Politics, Like Nature, Abhors A Vacuum: The TNA Moves Nearer Centre Stage
The reluctant floss breezing in to these vacated spaces, believe it or not, is the TNA and its spokesman Sampanthan (S1) and Sumanthiran (S2). It started before the Northern Provincial Council elections and reached a high point in S2’s address to parliament in early December in the budget debate. I am surprised how many Sinhalese friends and the flood on the web pointing out that S1&2 are taking up national issues better than the Sinhala opposition. Maybe people are impressed by the novelty of a party long identified with Tamil politics expanding its compass to national issues. Or maybe it is approval of the TNA for not playing dirty politics, at least not to the same extent as others. Either way it is a sign of puberty; the TNA is morphing. This is welcome; let us wish S2 ever thicker testosterone.

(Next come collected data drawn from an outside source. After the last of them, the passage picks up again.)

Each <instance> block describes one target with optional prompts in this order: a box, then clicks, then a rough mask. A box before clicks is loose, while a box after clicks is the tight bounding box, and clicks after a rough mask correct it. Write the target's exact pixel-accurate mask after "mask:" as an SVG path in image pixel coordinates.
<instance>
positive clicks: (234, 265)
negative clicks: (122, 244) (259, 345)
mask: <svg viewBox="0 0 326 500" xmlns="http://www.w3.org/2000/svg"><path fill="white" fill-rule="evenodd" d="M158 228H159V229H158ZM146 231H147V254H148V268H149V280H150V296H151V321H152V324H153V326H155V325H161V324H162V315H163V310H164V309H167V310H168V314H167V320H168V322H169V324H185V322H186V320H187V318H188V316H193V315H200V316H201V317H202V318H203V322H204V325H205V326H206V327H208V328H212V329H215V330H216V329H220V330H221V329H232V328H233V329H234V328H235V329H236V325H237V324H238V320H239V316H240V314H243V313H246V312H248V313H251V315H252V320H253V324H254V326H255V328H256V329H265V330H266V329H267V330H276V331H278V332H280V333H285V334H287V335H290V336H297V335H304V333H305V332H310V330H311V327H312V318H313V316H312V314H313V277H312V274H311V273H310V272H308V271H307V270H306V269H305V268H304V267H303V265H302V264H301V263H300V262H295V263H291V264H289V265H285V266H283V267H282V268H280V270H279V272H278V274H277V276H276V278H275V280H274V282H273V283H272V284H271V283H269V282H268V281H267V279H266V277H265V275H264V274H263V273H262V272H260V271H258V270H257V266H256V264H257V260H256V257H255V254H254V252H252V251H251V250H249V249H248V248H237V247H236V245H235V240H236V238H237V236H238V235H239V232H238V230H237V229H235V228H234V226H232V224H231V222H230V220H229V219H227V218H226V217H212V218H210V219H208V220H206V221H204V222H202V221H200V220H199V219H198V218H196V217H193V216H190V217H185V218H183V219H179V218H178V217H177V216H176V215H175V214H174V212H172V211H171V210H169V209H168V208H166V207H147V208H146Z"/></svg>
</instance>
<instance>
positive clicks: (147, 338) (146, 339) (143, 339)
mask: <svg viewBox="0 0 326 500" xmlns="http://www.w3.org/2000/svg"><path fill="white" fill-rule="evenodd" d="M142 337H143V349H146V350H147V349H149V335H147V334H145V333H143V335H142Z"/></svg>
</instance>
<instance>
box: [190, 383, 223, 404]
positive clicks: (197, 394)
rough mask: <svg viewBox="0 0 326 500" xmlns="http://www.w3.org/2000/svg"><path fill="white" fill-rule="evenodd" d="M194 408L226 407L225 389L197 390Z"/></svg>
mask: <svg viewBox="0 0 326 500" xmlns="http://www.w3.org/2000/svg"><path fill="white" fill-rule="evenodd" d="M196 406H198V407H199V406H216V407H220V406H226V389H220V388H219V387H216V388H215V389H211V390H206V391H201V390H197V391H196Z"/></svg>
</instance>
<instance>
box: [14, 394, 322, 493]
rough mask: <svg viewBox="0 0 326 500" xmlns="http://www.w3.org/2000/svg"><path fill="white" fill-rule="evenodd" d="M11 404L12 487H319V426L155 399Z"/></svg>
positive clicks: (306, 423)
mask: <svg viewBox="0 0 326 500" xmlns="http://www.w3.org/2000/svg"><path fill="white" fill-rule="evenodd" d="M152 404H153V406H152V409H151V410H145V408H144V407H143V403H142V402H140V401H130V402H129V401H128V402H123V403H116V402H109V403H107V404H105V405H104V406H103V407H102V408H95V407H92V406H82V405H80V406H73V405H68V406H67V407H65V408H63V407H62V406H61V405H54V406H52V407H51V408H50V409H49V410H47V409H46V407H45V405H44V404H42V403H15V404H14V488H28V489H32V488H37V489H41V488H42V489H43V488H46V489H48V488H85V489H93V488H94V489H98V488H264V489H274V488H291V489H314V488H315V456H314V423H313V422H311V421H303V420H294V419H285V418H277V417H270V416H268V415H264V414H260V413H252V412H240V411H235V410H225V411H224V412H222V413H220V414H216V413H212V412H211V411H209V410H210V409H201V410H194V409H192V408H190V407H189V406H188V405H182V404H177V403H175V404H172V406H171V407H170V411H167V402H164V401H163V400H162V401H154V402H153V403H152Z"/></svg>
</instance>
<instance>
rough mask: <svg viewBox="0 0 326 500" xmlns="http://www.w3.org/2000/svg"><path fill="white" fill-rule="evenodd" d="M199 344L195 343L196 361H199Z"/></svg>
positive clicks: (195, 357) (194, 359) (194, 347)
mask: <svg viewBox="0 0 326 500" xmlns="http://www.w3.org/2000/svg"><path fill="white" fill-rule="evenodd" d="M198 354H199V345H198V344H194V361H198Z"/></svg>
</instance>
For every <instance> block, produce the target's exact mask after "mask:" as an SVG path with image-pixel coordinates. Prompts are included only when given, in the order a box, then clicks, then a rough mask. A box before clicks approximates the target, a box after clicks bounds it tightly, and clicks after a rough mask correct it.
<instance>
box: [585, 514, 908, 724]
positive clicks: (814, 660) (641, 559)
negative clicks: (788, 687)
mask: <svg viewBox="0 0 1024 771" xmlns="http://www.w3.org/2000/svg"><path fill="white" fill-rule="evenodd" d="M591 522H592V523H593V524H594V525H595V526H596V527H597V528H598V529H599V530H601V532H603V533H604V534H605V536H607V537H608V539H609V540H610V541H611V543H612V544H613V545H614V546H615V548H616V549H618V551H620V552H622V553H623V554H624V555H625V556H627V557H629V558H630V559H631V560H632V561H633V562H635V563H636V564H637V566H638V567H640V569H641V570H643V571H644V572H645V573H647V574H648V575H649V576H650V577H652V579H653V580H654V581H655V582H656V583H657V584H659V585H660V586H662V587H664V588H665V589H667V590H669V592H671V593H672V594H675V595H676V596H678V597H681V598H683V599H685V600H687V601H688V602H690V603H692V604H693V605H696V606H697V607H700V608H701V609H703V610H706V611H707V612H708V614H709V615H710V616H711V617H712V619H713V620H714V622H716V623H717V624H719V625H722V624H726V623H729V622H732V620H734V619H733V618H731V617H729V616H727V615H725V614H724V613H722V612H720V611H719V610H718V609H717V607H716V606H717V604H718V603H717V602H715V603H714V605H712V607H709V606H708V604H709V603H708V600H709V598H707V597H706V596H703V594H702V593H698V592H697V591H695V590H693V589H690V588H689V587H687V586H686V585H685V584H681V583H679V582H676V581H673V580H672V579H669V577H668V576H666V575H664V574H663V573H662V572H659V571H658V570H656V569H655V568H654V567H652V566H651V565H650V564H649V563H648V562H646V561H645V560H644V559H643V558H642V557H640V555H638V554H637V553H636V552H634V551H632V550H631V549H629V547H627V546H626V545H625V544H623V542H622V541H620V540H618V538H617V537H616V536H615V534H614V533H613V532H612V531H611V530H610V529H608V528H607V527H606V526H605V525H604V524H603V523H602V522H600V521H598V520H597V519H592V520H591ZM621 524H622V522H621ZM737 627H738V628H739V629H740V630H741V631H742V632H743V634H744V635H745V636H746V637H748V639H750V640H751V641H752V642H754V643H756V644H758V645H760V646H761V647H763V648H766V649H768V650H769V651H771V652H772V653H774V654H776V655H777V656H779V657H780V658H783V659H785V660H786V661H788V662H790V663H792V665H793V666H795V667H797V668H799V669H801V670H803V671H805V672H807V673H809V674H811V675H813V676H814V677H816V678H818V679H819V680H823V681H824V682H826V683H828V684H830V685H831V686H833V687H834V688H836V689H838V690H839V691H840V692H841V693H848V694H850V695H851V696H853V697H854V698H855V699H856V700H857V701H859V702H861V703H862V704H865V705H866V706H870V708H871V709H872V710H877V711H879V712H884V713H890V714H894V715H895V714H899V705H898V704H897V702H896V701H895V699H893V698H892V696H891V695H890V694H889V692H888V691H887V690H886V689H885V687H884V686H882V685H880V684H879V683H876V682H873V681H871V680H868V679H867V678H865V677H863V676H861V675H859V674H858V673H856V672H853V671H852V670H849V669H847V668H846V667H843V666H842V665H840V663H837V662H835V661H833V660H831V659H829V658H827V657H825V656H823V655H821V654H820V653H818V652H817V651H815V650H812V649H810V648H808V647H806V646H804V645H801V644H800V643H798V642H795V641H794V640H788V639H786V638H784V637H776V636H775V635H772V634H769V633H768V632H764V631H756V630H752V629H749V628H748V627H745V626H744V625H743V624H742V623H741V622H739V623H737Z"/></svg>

If the TNA enters national politics, without compromising its mandate from the Tamil people, (and why not? what’s the contradiction?), it would be a great gain. The fault with Tamil politics for seven decades is not that it focussed on Tamil issues, that is a must, but that by and large Tamil political ideology remained reactionary. You want examples? I will give you examples. Think of hardened old comprador GGP who voted to strip plantation workers of their citizenship; think of diehard SJV who opposed everything progressive that NM and the old-left attempted on the social and economic front. Think of the quintessential petty bourgeois Amirthlingam – in fairness, he was not a fossilised reactionary. Now things are changing. It is not that Ganesh, lord of wisdom, visited S1 in a trance, it is not that S2 experienced epiphany on the road to Jaffna, it is that if things that should happen don’t happen, then other things happen; my vacuum theory.